Chiacchieravo l’altro giorno con un amico di Belgrado, un serbo del Kosovo, fuggito da Peć (in albanese Pejë) nel 1999. Ad un certo punto mi chiedeva se qui in Italia si parla dell’ultimo rapporto di Dick Marty, sull’espianto di organi da civili e prigionieri di guerra serbi da parte dell’UCK, durante l’ultimo conflitto. Di fronte al suo stupore mi ci è voluto tempo per convincerlo che da noi, come in Europa, la notizia è stata, nella quasi totalità dei casi, bellamente ignorata dai principali canali mediatici. In Serbia, al contrario, le è stata conferita una tale, immeritata portata storica, che sembra impossibile parlare d’altro.
La gravità delle accuse mosse da Dick Marty, peraltro nulla di nuovo date le ormai storiche dichiarazioni di Carla del Ponte ed altri, non è certo da prendere alla leggera, ed il fatto che il Consiglio d’Europa stia seriamente valutando la questione lascia ben sperare sulla possibilità, per una volta, di accertare crimini di guerra commessi non DA ma SU serbi.
Allo stesso tempo, sfortunatamente, la Serbia si dimostra per l’ennesima volta troppo miope per cogliere le reali opportunità dell’affare Marty: la possibilità di punire i colpevoli, accertare i crimini, dare un volto alle tante vittime scomparse nel nulla, e soprattutto stabilire chiaramente quale e quanta parte dell’attuale classe dirigente kosovara, da Tachi in giù, sia stata coinvolta in queste brutali e losche tratte. Proprio in un momento in cui il dialogo tra Belgrado e Pristina appare possibile, la responsabile e pacifica risoluzione di uno dei tanti, dolorosi nodi che ancora stringono i due paesi sarebbe un vigoroso segnale distensivo. I media serbi, invece, presi dall’entusiasmo, hanno caricato la notizia di valenze spropositate. Glissando sulle parole di Dick Marty stesso, che ha precisato di non essere un giudice né di portare sentenze definitive, ma solo argomenti e indizi da vagliare con attenzione, giornalisti e politici hanno colto l’occasione per dichiarare finalmente come tutto ciò che è stato ripetuto negli ultimi dieci anni, ossia che i serbi sono doppiamente vittime, prima degli albanesi, poi della NATO, si sia ora dimostrato vero.Che le politiche di Milosevic rivolte al Kosovo erano appropriate, necessarie per proteggere la popolazione serba (popolazione serba che, invece, era invisa agli albanesi proprio per le politiche dirette da Belgrado), e che gli albanesi, fondamentalmente, erano e rimangono cattivi.

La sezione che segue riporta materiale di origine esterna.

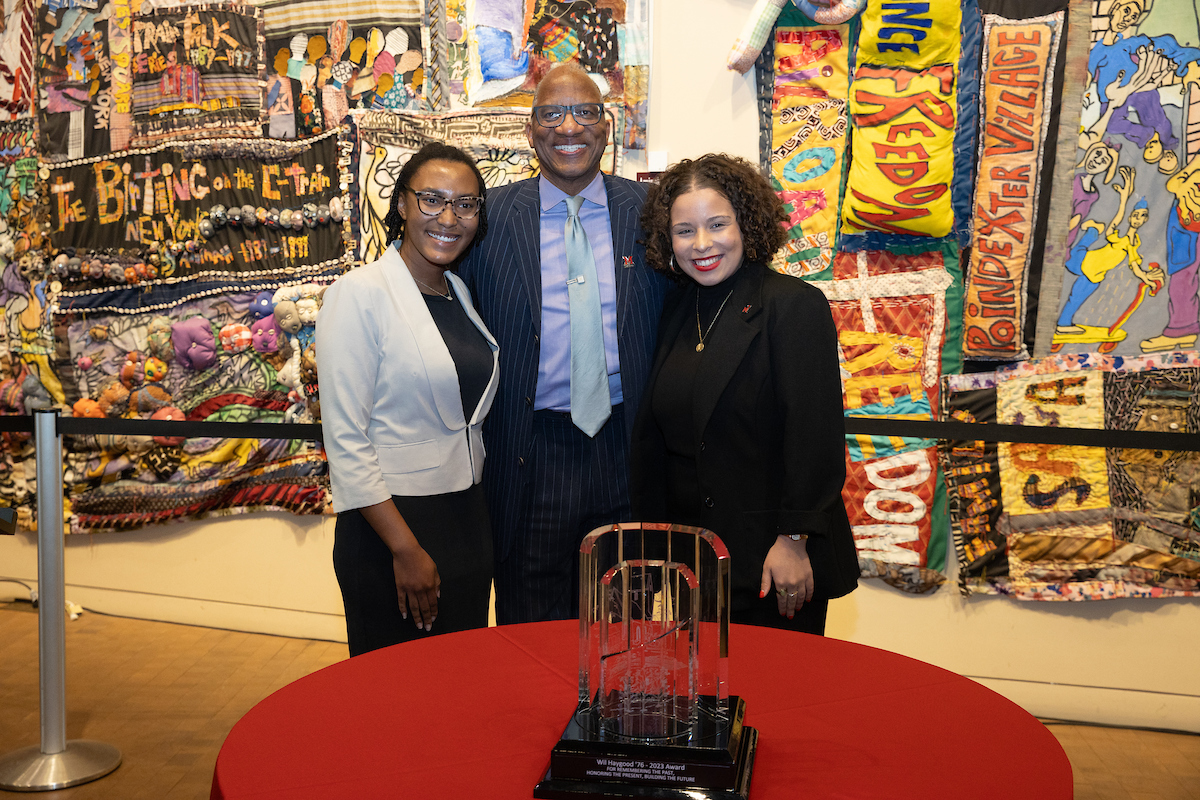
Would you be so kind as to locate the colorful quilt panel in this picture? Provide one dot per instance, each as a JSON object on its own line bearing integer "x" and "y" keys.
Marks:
{"x": 159, "y": 216}
{"x": 904, "y": 108}
{"x": 1014, "y": 95}
{"x": 1078, "y": 523}
{"x": 1128, "y": 281}
{"x": 17, "y": 58}
{"x": 328, "y": 56}
{"x": 891, "y": 314}
{"x": 196, "y": 70}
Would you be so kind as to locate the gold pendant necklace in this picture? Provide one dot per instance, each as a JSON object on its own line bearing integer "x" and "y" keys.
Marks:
{"x": 444, "y": 295}
{"x": 702, "y": 334}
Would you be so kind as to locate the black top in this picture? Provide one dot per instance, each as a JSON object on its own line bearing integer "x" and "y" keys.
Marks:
{"x": 468, "y": 348}
{"x": 671, "y": 398}
{"x": 767, "y": 440}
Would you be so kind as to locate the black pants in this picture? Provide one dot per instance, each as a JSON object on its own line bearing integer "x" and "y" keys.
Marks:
{"x": 454, "y": 529}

“La Serbia ha atteso per anni davanti alle istituzioni internazionali una tale dichiarazione”, ha dichiarato il presidente serbo Tadic, sottolineando come negli anni passati la Serbia sia stata sempre rappresentata come unica colpevole degli orrori perpetrati su suolo ex-jugoslavo, mentre oggi, dopo il rapporto Marty, simili letture “cadono nel vuoto”.
Sembra insomma che più della verità dei fatti, alla Serbia interessi trovare il modo di scaricare ad altri la disastrosa responsabilità per la storia degli ultimi vent’anni. Illusione che si dimostrerà, per forza di cose, doppiamente fallimentare: da un lato perché non è passando di mano in mano il cerino acceso delle responsabilità belliche che si arriverà ad una riappacificazione, ma solo attraverso una cosciente, obiettiva e condivisa rilettura dei fatti, in cui ciascun popolo, prima di chiedere giustizia ai vicini, dovrà rimediare ai propri errori (e la Serbia, nei confronti degli albanesi del Kosovo, ne ha compiuti un’enormità); dall’altro, perché la generalizzata immagine di vittima che la Serbia cerca di ritagliarsi, non potendo ovviamente risultare credibile agli occhi del mondo, rischia solo, come già accadde quindici anni fa con i serbi della Krajina, di soffocare le richieste di giustizia di quei serbi che veramente hanno sofferto, e che sono stati doppiamente traditi da Belgrado. La prima volta nella carne, la seconda, nella memoria.